Our Lady of the Visitation School is a large Catholic grade-school in Cincinnati, Ohio. The school won the 2007 Blue Ribbon Schools Competition. The school's name is often shortened to "Visi".

==Academics==
The school has grades Preschool-8. Academic excellence is Visitation’s commitment to all of its students. Student learning is the focus of Visitation’s curriculum. High expectations are the standard, and Visitation students excel within the classroom and outside of the classroom in all curricular areas. Visitation’s academic program gets results because it is focused on learning! The school has one library/STEM lab, one art room, two gyms, two music rooms, and one large computer lab.

===Blue-Ribbon Schools===
Visitation won the 2007 Blue Ribbon Schools Competition. The Blue Ribbon award is considered to be the highest honor that an American school can achieve. Any school in the U.S. can enter.

==Extracurricular==

===Athletics===
Visitation's mascot is a Viking and teams are normally nicknamed the "Visi Vikings". Visitation offers many sports for all grades. In-school activities include Field Day and an 8th Grade Volleyball game. Field Day is a day-long event in which students from each grade compete in different activities.

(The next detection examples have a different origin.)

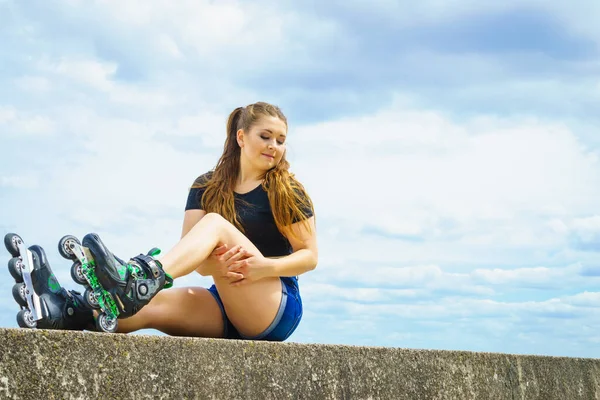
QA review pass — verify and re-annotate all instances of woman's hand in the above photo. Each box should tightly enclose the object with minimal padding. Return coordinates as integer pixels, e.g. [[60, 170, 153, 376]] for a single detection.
[[228, 254, 273, 286], [206, 244, 248, 282]]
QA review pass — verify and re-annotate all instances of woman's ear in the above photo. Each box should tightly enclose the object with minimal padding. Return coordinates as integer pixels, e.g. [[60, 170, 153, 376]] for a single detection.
[[235, 129, 244, 147]]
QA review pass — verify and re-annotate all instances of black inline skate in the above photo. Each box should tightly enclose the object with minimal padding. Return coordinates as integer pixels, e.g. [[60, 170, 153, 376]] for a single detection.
[[4, 233, 94, 330], [58, 233, 173, 332]]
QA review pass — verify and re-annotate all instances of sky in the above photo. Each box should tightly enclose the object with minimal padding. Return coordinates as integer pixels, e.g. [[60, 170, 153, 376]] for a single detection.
[[0, 0, 600, 358]]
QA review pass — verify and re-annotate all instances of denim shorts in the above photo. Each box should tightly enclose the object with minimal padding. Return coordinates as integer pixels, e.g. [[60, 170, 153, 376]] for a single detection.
[[208, 277, 302, 342]]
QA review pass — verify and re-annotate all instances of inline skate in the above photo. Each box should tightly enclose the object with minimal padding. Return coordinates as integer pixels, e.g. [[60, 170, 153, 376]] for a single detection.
[[58, 233, 173, 333], [4, 233, 94, 330]]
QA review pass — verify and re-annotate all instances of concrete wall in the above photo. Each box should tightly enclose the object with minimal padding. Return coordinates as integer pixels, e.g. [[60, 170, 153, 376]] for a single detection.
[[0, 329, 600, 400]]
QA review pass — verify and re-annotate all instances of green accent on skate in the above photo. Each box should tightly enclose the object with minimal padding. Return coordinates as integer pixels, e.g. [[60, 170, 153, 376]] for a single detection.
[[81, 261, 119, 319], [48, 274, 60, 294], [165, 272, 173, 289]]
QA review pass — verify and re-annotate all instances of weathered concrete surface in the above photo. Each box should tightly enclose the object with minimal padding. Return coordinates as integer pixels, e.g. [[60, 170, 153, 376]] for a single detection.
[[0, 329, 600, 400]]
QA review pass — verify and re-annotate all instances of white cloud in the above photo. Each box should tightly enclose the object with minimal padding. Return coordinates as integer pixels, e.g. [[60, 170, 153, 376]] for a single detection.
[[0, 0, 600, 358]]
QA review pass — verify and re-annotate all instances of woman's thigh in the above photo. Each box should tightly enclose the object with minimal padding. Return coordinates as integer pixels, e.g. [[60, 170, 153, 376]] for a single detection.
[[195, 212, 282, 336], [119, 287, 224, 338]]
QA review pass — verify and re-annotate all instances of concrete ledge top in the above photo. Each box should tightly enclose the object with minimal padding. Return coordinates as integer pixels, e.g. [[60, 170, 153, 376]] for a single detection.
[[0, 328, 600, 400]]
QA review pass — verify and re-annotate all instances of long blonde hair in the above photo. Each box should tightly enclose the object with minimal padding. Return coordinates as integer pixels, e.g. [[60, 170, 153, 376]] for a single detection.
[[192, 102, 314, 238]]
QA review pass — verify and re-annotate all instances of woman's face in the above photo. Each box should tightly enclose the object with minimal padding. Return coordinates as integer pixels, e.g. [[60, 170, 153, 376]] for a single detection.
[[237, 116, 287, 172]]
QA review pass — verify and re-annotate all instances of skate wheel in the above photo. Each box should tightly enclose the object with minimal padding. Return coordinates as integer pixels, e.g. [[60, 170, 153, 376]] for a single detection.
[[8, 257, 23, 283], [96, 313, 117, 333], [83, 288, 100, 310], [17, 310, 37, 329], [58, 235, 81, 260], [4, 233, 23, 257], [71, 261, 87, 285], [13, 283, 27, 307]]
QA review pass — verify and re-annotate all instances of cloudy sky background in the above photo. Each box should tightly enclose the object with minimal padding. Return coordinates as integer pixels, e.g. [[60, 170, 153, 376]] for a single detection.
[[0, 0, 600, 357]]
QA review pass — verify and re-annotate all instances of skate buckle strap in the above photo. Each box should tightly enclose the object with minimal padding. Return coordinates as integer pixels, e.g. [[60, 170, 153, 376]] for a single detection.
[[134, 254, 162, 278]]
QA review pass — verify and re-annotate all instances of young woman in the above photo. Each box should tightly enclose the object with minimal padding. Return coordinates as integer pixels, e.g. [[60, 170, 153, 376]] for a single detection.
[[77, 102, 318, 341]]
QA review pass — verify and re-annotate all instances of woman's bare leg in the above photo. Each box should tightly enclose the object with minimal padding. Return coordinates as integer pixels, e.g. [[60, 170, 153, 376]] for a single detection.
[[117, 287, 224, 338], [157, 213, 282, 336]]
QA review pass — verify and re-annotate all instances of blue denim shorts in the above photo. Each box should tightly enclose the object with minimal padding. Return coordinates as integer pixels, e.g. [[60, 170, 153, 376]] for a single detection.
[[208, 278, 302, 342]]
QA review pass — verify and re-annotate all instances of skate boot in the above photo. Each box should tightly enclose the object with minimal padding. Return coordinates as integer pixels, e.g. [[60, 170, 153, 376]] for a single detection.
[[58, 233, 173, 332], [4, 233, 94, 330]]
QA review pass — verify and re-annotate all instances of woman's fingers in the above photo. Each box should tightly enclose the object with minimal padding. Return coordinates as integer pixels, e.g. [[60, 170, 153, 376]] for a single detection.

Our Lady of the Visitation has sports for every grade level including baseball, basketball, cheer, football, golf, soccer, softball, track & field, volleyball, and wrestling.

===Community service===
From Preschool - grade 8, there are opportunities for community service. Each grade is in charge of a service project for the month, in which the entire school participates in. Students raise money for charities, give gifts to those less fortunate, and many other things. The older the students are, the more responsibility they have. Eighth graders have a group known as E.G.O.(Eighth Grade Organization) which is in charge of many community service activities the school does. A.C.T.S.(Association of Catholic Teen Services) is a program that eighth graders can join which travels around the community doing acts of community service, such as visiting nursing homes, tutoring under privileged children, and many other things.

===A Green School===
Visitation always has worked to be energy efficient. Whether using fluorescent light bubbles or reusable materials in the cafeteria. Most recently, as part of a school project, a portion of the school's roof became a garden.

==Families==
"Families" is an in-school program, started in 2005, that pairs members of each grade together for one school year. The eighth grade student in each family acts as the leader. "Families" participate in activities throughout the year such as making valentines for the elderly, creating things to hang up around the school, and simply have fun.

==70th Anniversary==
Our Lady of the Visitation School celebrated its 70th anniversary in 2019. The parish started in 1946 as a small church, and the school started in 1949. The school has had many additions since 1949. The church, originally, was a converted army barracks. When the parish began growing rapidly a new church was planned. That church is still in use today but has since been expanded.

==Extra==
- Visitation also has a large cafeteria which serves hot lunch every day.
- Visitation has an auditorium which is complete with a large stage as big or bigger than some high-school stages.
- Visitation's "VisiFest" is one of the largest parish festivals on the westside of Cincinnati.